In Table 5, We make confusion matrix for each dataset, in order, laptop, restaurant and twitter. Those samples that were misclassified were analyzed. In the laptop dataset, the number of misclassified positive sentiments is much larger than the other two sentiments, which may be due to the model being too "confident" in learning positive sentiments, which means that the decision boundary of the model may be more inclined to label some neutral or negative texts as positive rather than the other way around. In the restaurant dataset, observing that too many positive sample numbers are available for each category in the confusion matrix may lead to poor performance of the model. The problem can be mitigated by considering increasing the sample size of the other two categories or by using a sample balancing approach. The number of error classifications was almost consistent across sentiment in the twitter dataset. The misclassification of positive categories as neutral or negative may be due to the fact that the texts contain expressions or words whose emotional polarity is difficult to judge, such as irony, sarcasm, hyperbole, etc. The classification of neutral category errors as positive or negative may be due to the model not accurately capturing the subtle changes of emotion in the text or the presence of ambiguity in the text.
Confusion Matrix
Confusion Matrix
In natural language processing, there are many other factors that affect the performance of the model. First, our model currently only considers syntactic and semantic dependency information between aspect and opinion terms in a single sentence. However, in real-world scenarios, aspects and opinion terms may be distributed in multiple sentences or even paragraphs. In such cases, our model may not be able to capture the full context and make accurate predictions. Therefore, we plan to investigate the use of discourse-level information, such as core inference parsing and coherence relations, to better capture the global context and improve the performance of our model. Second, our proposed model is still subject to uncertainty and noise in practical applications, such as misspelled words, slang expressions, and negation. Therefore, we plan to explore ways to address these challenges by adding uncertainty-aware mechanisms, such as Bayesian neural networks or Monte Carlo dropouts, to our model to make it more robust and reliable. Overall, we believe that addressing these challenges and limitations, and further improving our proposed model, will enhance its applicability and usefulness in real-world scenarios.
Future plans
In future work, we consider three plans to improve the model performance or to address the issues faced in the discussion.

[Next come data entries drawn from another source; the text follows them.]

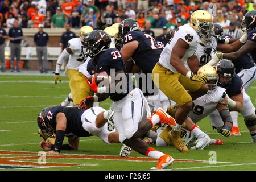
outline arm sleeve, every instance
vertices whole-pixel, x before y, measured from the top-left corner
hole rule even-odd
[[[61,67],[63,61],[69,56],[69,53],[67,51],[66,49],[64,49],[59,56],[58,60],[57,61],[57,64],[56,65],[55,73],[60,73],[60,68]]]

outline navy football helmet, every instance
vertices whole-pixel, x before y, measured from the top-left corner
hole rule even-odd
[[[246,13],[241,23],[241,28],[243,32],[256,28],[256,10],[251,10]]]

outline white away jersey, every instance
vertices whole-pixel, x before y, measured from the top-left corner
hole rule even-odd
[[[225,91],[225,89],[217,86],[211,94],[193,101],[192,109],[188,114],[192,120],[194,122],[199,122],[216,110],[218,103],[226,96]]]
[[[195,53],[200,41],[200,38],[197,33],[189,24],[185,24],[178,28],[177,31],[166,44],[162,52],[159,59],[159,63],[162,65],[175,73],[177,73],[177,71],[170,64],[170,61],[172,48],[178,39],[182,39],[189,45],[189,48],[187,50],[185,55],[181,59],[183,63],[186,63],[187,59]]]
[[[68,57],[68,63],[66,68],[77,69],[77,67],[86,60],[86,57],[82,56],[81,51],[82,46],[80,38],[73,38],[68,41],[68,47],[72,50],[73,53]]]

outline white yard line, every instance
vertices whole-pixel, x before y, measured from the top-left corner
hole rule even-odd
[[[88,140],[81,140],[80,142],[91,142],[97,141],[100,139],[88,139]],[[39,142],[38,143],[13,143],[13,144],[0,144],[0,146],[22,146],[22,145],[30,145],[30,144],[39,144]]]
[[[225,164],[225,165],[212,165],[206,166],[197,166],[191,167],[182,167],[179,168],[172,168],[170,169],[166,169],[166,171],[173,171],[173,170],[182,170],[182,169],[201,169],[201,168],[216,168],[216,167],[230,167],[230,166],[250,166],[255,165],[256,163],[242,163],[242,164]]]
[[[69,83],[69,81],[67,80],[61,81],[61,83]],[[54,84],[54,81],[48,81],[48,80],[1,80],[0,84],[9,84],[9,83],[15,83],[15,84]]]
[[[34,123],[35,122],[35,121],[17,121],[17,122],[0,122],[0,124],[16,124],[16,123]]]

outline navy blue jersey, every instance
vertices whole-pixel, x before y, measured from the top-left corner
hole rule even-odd
[[[229,35],[222,35],[221,38],[233,39]],[[232,61],[236,68],[236,73],[238,73],[242,69],[250,69],[254,66],[254,63],[249,55],[243,55],[236,60]]]
[[[126,73],[123,57],[120,51],[116,48],[109,48],[104,51],[99,57],[96,56],[91,59],[87,65],[87,71],[90,75],[105,71],[109,75],[112,75],[110,71],[112,69],[114,69],[114,72],[123,71]],[[121,93],[110,93],[110,99],[114,101],[121,100],[135,88],[131,78],[127,73],[125,73],[125,75],[127,81],[126,89]]]
[[[229,97],[238,95],[242,92],[243,89],[242,80],[237,75],[232,78],[230,85],[226,89],[226,92]]]
[[[52,107],[47,115],[47,119],[56,122],[56,117],[59,113],[63,113],[67,118],[65,135],[68,137],[91,136],[82,127],[81,117],[85,111],[78,107],[55,106]]]
[[[156,44],[158,44],[158,47],[161,50],[161,51],[163,51],[164,48],[164,44],[159,40],[156,40]]]
[[[151,73],[159,60],[161,50],[158,48],[155,39],[144,32],[133,31],[125,35],[125,44],[133,40],[138,41],[139,45],[131,57],[136,65],[142,68],[142,72]]]
[[[247,40],[253,41],[256,43],[256,29],[253,29],[247,32]],[[256,63],[256,48],[255,48],[250,53],[251,57],[253,57],[255,63]]]

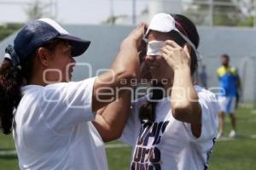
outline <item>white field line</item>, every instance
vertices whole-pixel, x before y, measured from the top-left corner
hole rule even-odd
[[[129,145],[125,144],[106,144],[105,148],[106,149],[112,149],[112,148],[128,148],[130,147]]]
[[[253,134],[249,136],[247,139],[256,139],[256,134]],[[218,139],[218,142],[224,142],[224,141],[235,141],[235,140],[240,140],[239,138],[235,138],[235,139],[230,139],[228,137],[222,137],[221,139]],[[127,144],[106,144],[105,148],[106,149],[116,149],[116,148],[127,148],[130,147]],[[13,156],[16,155],[16,150],[0,150],[0,156]]]

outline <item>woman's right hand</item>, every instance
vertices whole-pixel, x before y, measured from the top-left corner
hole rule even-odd
[[[126,45],[126,43],[130,42],[135,42],[136,47],[138,49],[141,46],[143,35],[145,31],[147,31],[148,26],[146,23],[140,23],[137,28],[135,28],[129,35],[128,37],[123,41],[122,45]],[[125,43],[125,44],[124,44]]]

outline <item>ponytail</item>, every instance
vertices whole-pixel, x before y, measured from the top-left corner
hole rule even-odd
[[[4,134],[11,133],[13,111],[21,99],[22,73],[11,60],[4,59],[0,67],[0,128]]]

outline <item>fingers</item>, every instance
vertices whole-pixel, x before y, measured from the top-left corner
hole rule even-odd
[[[185,54],[187,54],[187,56],[189,58],[190,58],[190,49],[187,44],[185,44],[185,46],[183,47],[183,50],[184,50]]]
[[[181,48],[176,42],[172,40],[166,40],[166,43],[172,48]]]

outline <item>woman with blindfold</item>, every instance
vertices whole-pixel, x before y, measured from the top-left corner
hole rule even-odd
[[[199,35],[180,14],[158,14],[146,33],[144,65],[152,93],[132,103],[121,140],[133,147],[131,169],[207,169],[218,132],[218,103],[193,84]]]

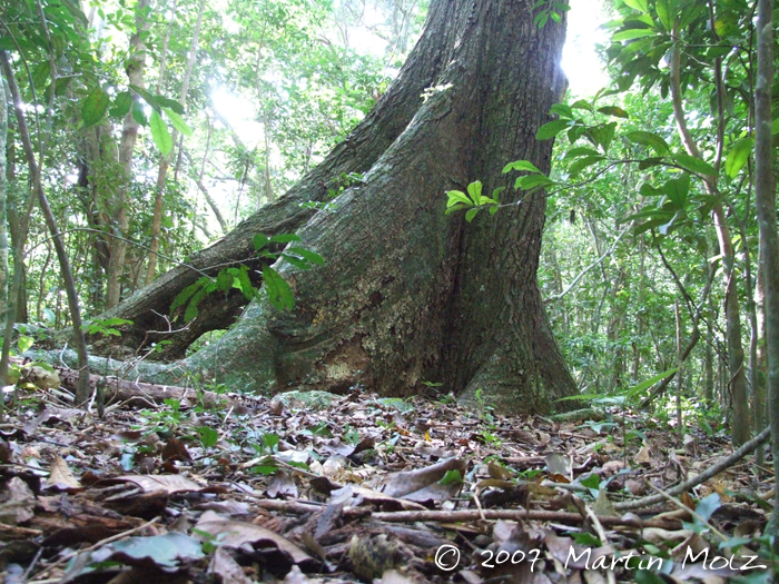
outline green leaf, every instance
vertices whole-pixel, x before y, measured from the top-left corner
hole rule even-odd
[[[639,12],[645,12],[647,11],[647,0],[622,0],[625,4],[628,4],[630,8],[633,10],[638,10]]]
[[[453,471],[446,471],[444,476],[438,481],[440,485],[460,485],[463,483],[463,475],[456,468]]]
[[[132,95],[129,91],[120,91],[117,97],[114,98],[114,107],[111,108],[111,116],[117,118],[124,118],[127,112],[130,111],[132,106]]]
[[[554,120],[550,121],[549,123],[544,123],[541,126],[541,128],[539,128],[539,131],[535,132],[535,139],[549,140],[550,138],[554,138],[558,133],[568,128],[570,123],[571,122],[569,120]]]
[[[511,172],[512,170],[526,170],[529,172],[541,174],[541,170],[539,170],[539,168],[529,160],[516,160],[515,162],[507,164],[503,169],[503,174],[505,175],[506,172]]]
[[[639,192],[644,197],[657,197],[659,195],[663,195],[664,191],[662,189],[655,189],[649,182],[644,182],[643,185],[641,185]]]
[[[670,151],[668,143],[662,139],[661,136],[651,131],[630,131],[625,137],[634,143],[640,143],[641,146],[649,146],[660,156],[667,155]]]
[[[230,274],[229,269],[223,268],[216,276],[216,289],[220,291],[229,291],[233,288],[234,281],[235,276]]]
[[[658,231],[660,231],[660,235],[668,235],[668,232],[671,230],[671,227],[673,227],[673,222],[674,222],[674,221],[677,220],[677,218],[679,218],[679,217],[680,217],[680,212],[677,211],[677,212],[673,214],[673,217],[671,217],[671,219],[670,219],[667,224],[659,225],[659,226],[658,226]]]
[[[176,296],[176,298],[174,298],[174,301],[170,303],[170,311],[172,313],[177,308],[187,304],[187,300],[189,300],[189,298],[191,298],[193,295],[203,287],[203,280],[204,280],[204,278],[200,278],[196,283],[190,284],[189,286],[184,288],[180,293],[178,293],[178,296]],[[206,278],[206,280],[208,281],[207,278]]]
[[[179,116],[184,116],[184,106],[175,99],[168,99],[165,96],[155,96],[154,99],[161,108],[171,109]]]
[[[160,113],[162,111],[162,108],[160,107],[159,102],[146,89],[134,85],[130,85],[130,89],[138,93],[140,98],[144,101],[146,101],[149,106],[151,106],[151,109],[154,109],[157,113]]]
[[[299,241],[300,238],[295,234],[278,234],[270,237],[270,241],[274,244],[289,244],[290,241]]]
[[[690,175],[683,174],[677,179],[667,180],[662,190],[678,208],[683,209],[687,207],[687,196],[690,192]]]
[[[588,148],[585,146],[578,146],[576,148],[571,148],[568,152],[565,152],[563,159],[569,160],[571,158],[579,158],[581,156],[601,156],[601,154],[598,150],[593,150],[592,148]]]
[[[714,170],[714,167],[712,167],[708,162],[704,162],[700,158],[696,158],[694,156],[679,152],[679,154],[673,155],[673,160],[677,162],[677,165],[682,167],[684,170],[689,170],[690,172],[696,172],[696,174],[702,175],[704,177],[717,176],[717,171]]]
[[[292,264],[296,268],[312,269],[312,265],[308,261],[306,261],[305,259],[300,259],[299,257],[290,256],[288,254],[282,254],[282,257],[284,259],[286,259],[287,261],[289,261],[289,264]]]
[[[46,80],[49,78],[49,62],[48,61],[41,61],[38,63],[38,67],[36,67],[32,70],[32,85],[38,88],[38,90],[42,89],[43,83],[46,83]]]
[[[144,111],[144,105],[136,100],[132,100],[132,119],[136,120],[138,123],[141,126],[146,126],[149,123],[149,120],[146,119],[146,112]]]
[[[106,115],[111,98],[101,87],[96,87],[81,103],[81,119],[87,126],[93,126]]]
[[[476,180],[475,182],[471,182],[467,186],[467,194],[471,195],[473,204],[480,206],[482,204],[482,181]]]
[[[446,209],[446,212],[444,215],[451,215],[455,211],[462,211],[463,209],[470,209],[473,207],[473,204],[469,202],[467,205],[464,205],[462,202],[457,202],[456,205],[453,205],[448,209]]]
[[[181,118],[181,116],[176,113],[170,108],[162,108],[162,111],[165,111],[165,115],[170,120],[170,123],[172,123],[174,128],[176,128],[179,132],[181,132],[184,136],[187,136],[187,137],[193,135],[193,129],[189,127],[189,125],[186,121],[184,121],[184,118]]]
[[[696,505],[696,513],[700,515],[703,521],[709,521],[721,505],[720,496],[717,493],[712,493],[698,502],[698,505]]]
[[[209,426],[200,426],[197,428],[197,433],[200,435],[200,443],[204,448],[210,448],[219,439],[219,433]]]
[[[467,205],[469,207],[473,205],[471,199],[467,198],[467,195],[465,195],[462,190],[448,190],[446,191],[446,196],[448,197],[446,207],[454,207],[457,204]]]
[[[263,281],[268,300],[278,310],[292,310],[295,307],[295,297],[289,284],[270,266],[263,267]]]
[[[613,116],[615,118],[630,118],[625,110],[623,110],[622,108],[618,108],[617,106],[604,106],[602,108],[598,108],[598,111],[600,111],[601,113],[605,113],[607,116]]]
[[[199,290],[196,290],[193,297],[189,300],[189,304],[187,305],[187,309],[184,311],[184,320],[186,323],[189,323],[190,320],[194,320],[197,318],[198,310],[197,307],[200,304],[200,300],[203,300],[206,295],[208,294],[208,287],[203,286]]]
[[[165,125],[162,117],[156,109],[151,110],[149,128],[151,128],[151,138],[154,139],[157,149],[162,156],[168,156],[170,150],[174,148],[174,140],[170,137],[170,132],[168,131],[168,127]]]
[[[645,389],[649,389],[655,383],[661,382],[662,379],[664,379],[665,377],[669,377],[670,375],[673,375],[678,370],[679,370],[679,367],[673,367],[672,369],[668,369],[667,372],[659,373],[654,377],[651,377],[644,382],[641,382],[638,385],[634,385],[633,387],[628,389],[628,392],[625,392],[624,395],[625,395],[625,397],[633,397],[635,394],[639,394]]]
[[[524,177],[520,177],[516,179],[516,184],[514,185],[514,188],[522,189],[522,190],[527,190],[532,189],[534,187],[549,187],[550,185],[554,185],[554,180],[543,176],[543,175],[527,175]]]
[[[673,12],[671,10],[669,0],[658,0],[657,11],[658,18],[660,19],[662,26],[665,28],[665,31],[671,32],[671,29],[673,29]]]
[[[593,111],[592,103],[585,99],[579,99],[571,103],[571,109],[585,109],[586,111]]]
[[[267,246],[270,242],[270,239],[265,234],[257,234],[254,236],[254,249],[255,251],[259,251],[263,249],[265,246]]]
[[[555,103],[550,108],[549,112],[556,113],[561,118],[573,118],[573,110],[571,109],[571,106],[566,106],[565,103]]]
[[[663,159],[659,157],[644,158],[639,162],[639,170],[647,170],[662,164]]]
[[[657,32],[652,29],[628,29],[622,30],[620,32],[615,32],[611,36],[611,40],[613,42],[620,42],[623,40],[634,40],[643,39],[644,37],[653,37],[654,34],[657,34]]]
[[[755,139],[750,136],[736,140],[733,146],[730,147],[730,152],[728,152],[728,158],[724,161],[726,175],[730,178],[736,178],[749,160],[749,155],[752,154],[753,147]]]
[[[252,285],[252,280],[249,279],[248,270],[249,269],[246,266],[241,266],[240,269],[238,270],[238,274],[236,275],[236,278],[238,278],[240,291],[244,293],[244,297],[247,300],[250,300],[252,298],[255,297],[255,295],[257,294],[257,290]]]
[[[601,160],[605,160],[604,156],[588,156],[585,158],[580,158],[575,162],[571,165],[569,168],[569,174],[571,177],[576,177],[582,170],[584,170],[586,167],[596,165]]]
[[[19,354],[24,353],[32,345],[34,345],[34,343],[36,343],[36,339],[33,339],[32,337],[28,337],[28,336],[19,337],[19,340],[17,342],[17,344],[19,345]]]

Firstly we can improve the performance of the model by further fine-tuning the model parameters or introducing new features to further improve the performance in the area of sentiment analysis. The second is that data augmentation techniques can be used to increase the training data of the model to further improve the robustness and generalization ability of the model. Finally we can investigate different graph convolutional network structures, interactive memory fusion mechanisms, in order to understand which factors are most critical to the effectiveness of sentiment analysis tasks and further optimize the algorithms.
Conclusion
In this paper, the aspect-based sentiment classification problem is investigated and proposed a new model, a graph convolutional network guided by an iinteractive memory fusion mechanism (IMF-GCN), to solve this problem. Our Model construct graph convolutional neural networks on dependency trees to extract local syntactic dependencies and distances of sentences, and obtain global and local semantic information through attentional mechanisms. In addition, we divide the information obtained to local dependent attention and global dependent attention as output, and fuse the above two modules through the interactive memory fusion mechanism. Experimental results on three public datasets show that the method is effective.